When it comes to the instruction your child receives in the classroom, be as involved as you can with the teacher to find an approach that works for your child, the teacher, and the class as a whole. Whatever the concern is in your school, be it academic or otherwise, speak up and make your voice be heard. You are your child's best advocate. Don't assume anyone else will fight for him/her.

Stay strong--you and your children both. We are living in an age where seemingly every person in civilized society has a gadget and/or is on some type of social networking site. I share a fair amount online and I have a love/hate relationship with social networking, and I don't think it's appropriate for my children. My eight year old son asked me what Facebook was the other day. As I explained it to him I made sure he understood that in our family, at least, that kind of activity is reserved for adults. He also asked me when he would be able to get an iPhone (my answer was, when he's old enough to work and pay for it himself. Same for my girls. That's just the way the cookie crumbles). It's worth noting that many people we are close to and care about make different choices for their kids when it comes to this, so it's important that I reserve criticism and not come from a place of judgment, rather point out that these are our family's choices and what we believe is acceptable.

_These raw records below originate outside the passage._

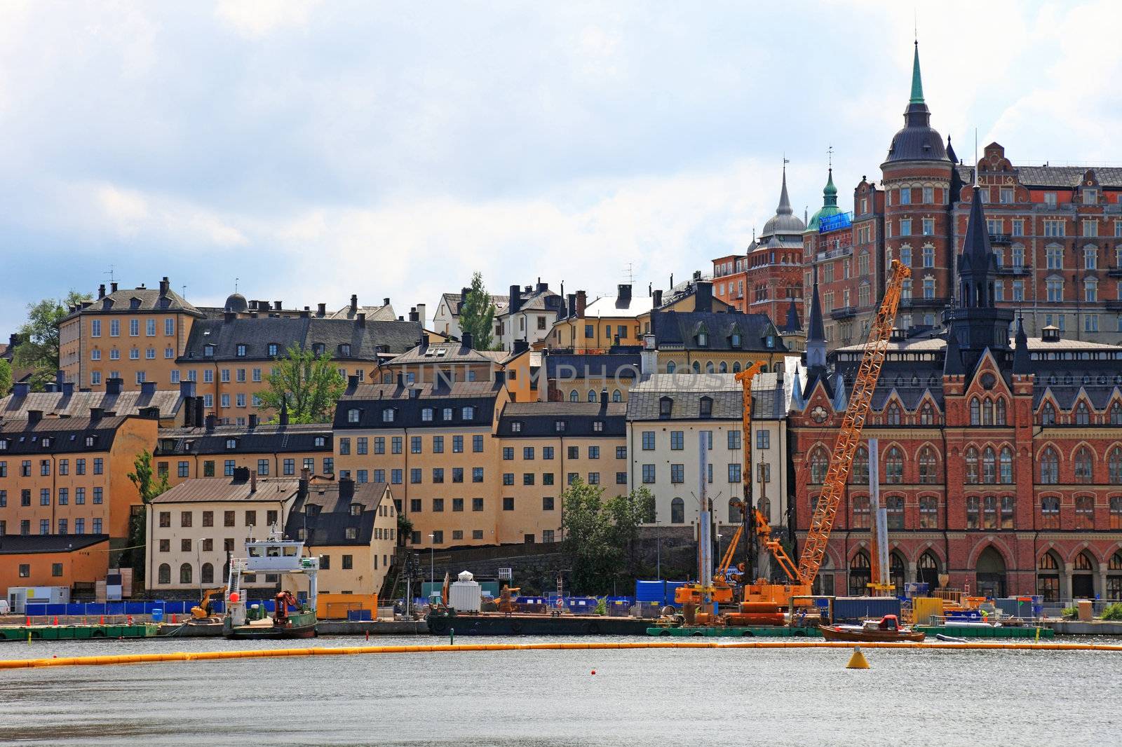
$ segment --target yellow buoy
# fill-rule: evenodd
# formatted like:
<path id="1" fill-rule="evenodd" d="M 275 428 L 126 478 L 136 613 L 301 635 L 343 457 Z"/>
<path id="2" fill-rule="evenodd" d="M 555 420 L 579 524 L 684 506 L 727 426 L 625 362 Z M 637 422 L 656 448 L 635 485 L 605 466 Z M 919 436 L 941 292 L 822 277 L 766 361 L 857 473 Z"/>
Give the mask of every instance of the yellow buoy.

Along the same lines, my kids will ask for certain food, toys or activities that they see other children getting or engaging in. Once again, I do my best to reserve criticism--even more so since we talk a lot about people being created different, but equal. I have to accept that as many positive things as my kids are being exposed to, there is plenty of negative exposure, as well. and  I simply explain our family's beliefs and reiterate why we choose to live the way we do and consume what we do. It gets harder as our children get older, especially as they approach the age where insecurity sets in, and they just want to be liked. Going against the grain gets tougher and tougher. To that end, I try and instill in my kids a strong sense of self. I want them to be independent, confident and steadfast in who they are--and of course, that starts with me.

Come September, I will have two kids in school all day, with only my little one left at home to brainwash—er, parent and teach. My hope is that all my children will take with them the good lessons and learn to ignore the bad.